#WritersLife, where I talk writing in real life.
I hit 50K words for NaNoWriMo 2015 on Nov. 30th, and then finished the novel around 59K on Dec. 14. Now, on Jan. 15, I finished the revised outline for the rewrites that are scheduled to begin on Feb. 1.
I posted my schedule on my book goals post, but I also talked about this amazing technique from Ireland Writers Tour regarding a revised outline. You open up your MS Word (or related program) and create 2 columns. On one side you write the events as they happen in each chapter. In the second column, you write the revisions that need to be made, things you want to add or take away, or questions that came up earlier that weren't answered (which was often in my case).
It also helps because rather than working within the same draft over and over, a process Eric (the Wise and Powerful Llama King) refers to and coined as patchwork, the revised outline will allow you to write down changes you want alongside what you know to happen. It's organization at its finest, and I am all about organization.
Patchwork is something I struggled to change about my writing because it got to a point where I was adding and changing the same scenes over and over in the same ways. It also sounded disjointed because some things were thrown in without regard to how it flowed within the writing. Working on changes separately helps to ensure my style isn't altered while the words are.

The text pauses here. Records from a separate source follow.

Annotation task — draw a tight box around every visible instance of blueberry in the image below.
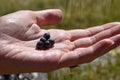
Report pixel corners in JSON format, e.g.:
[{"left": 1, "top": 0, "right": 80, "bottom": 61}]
[
  {"left": 0, "top": 75, "right": 5, "bottom": 80},
  {"left": 48, "top": 39, "right": 55, "bottom": 45},
  {"left": 40, "top": 37, "right": 47, "bottom": 42},
  {"left": 43, "top": 33, "right": 50, "bottom": 40},
  {"left": 36, "top": 41, "right": 44, "bottom": 49}
]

It took me five days to go through my novel. This outline is extensive and I am dreading the editing. I need to strengthen the history of all but two characters. I need to revamp the setting. I need to alter the voice in the beginning. I need to expand most scenes and only shorten one. I need to do so many things to make this novel good, including expanding the length overall because 59K won't cut it for a science fiction novel. I know the word count rules are subjective, but considering most SF, F, and SFF novels within the YA category are easily 400-500 pages (minus those quirky dystopians), the novel does need to be longer.

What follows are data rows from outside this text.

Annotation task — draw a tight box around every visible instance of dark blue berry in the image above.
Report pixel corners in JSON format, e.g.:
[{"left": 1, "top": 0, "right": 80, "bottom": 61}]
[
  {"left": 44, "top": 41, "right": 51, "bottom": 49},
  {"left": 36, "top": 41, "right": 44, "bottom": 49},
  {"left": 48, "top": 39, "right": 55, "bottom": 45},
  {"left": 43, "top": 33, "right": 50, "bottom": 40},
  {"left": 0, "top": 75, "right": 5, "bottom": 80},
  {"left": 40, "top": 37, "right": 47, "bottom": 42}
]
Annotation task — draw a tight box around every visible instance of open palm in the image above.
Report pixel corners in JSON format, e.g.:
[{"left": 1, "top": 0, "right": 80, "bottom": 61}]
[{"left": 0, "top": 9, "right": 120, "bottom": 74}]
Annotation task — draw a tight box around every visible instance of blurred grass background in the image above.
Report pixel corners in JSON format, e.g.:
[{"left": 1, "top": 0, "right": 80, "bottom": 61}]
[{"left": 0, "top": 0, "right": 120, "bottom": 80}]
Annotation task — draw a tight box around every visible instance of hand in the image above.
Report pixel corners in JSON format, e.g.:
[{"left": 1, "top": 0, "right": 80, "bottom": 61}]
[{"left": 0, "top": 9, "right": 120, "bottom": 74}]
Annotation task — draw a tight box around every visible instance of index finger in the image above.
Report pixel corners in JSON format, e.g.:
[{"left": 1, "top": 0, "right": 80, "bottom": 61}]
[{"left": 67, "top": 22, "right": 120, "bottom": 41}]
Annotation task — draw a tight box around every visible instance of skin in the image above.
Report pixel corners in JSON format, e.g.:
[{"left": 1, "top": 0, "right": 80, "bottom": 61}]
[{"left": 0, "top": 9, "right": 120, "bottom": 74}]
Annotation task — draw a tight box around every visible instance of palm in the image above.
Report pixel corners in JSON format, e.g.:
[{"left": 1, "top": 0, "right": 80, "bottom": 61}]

I will have this outline printed out and use two monitors: my laptop to perform the new writing, and a monitor to show me the rough draft in case some scenes can be used. One thing I loved about the rough draft is the dialogue. 80% of everything will be edited, cut, or rewritten completely though.

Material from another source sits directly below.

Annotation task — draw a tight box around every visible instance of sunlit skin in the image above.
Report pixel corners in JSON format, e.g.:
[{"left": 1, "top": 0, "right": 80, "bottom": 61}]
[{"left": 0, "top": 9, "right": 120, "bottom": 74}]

My revised outline came out to be 12 pages long. I know this sounds short, but few things were repeated in the edits. I planned to work on this for two months, but I may start as early as next week to give myself 10 weeks to rewrite it. I really want to get it to another set of eyes by April 1st because there are questions that are best answered via a conversation, and the only way to know what exactly my questions are is to try and write and see where I get stuck.
What are some of your tried and true revision techniques? Anything that has worked well for you?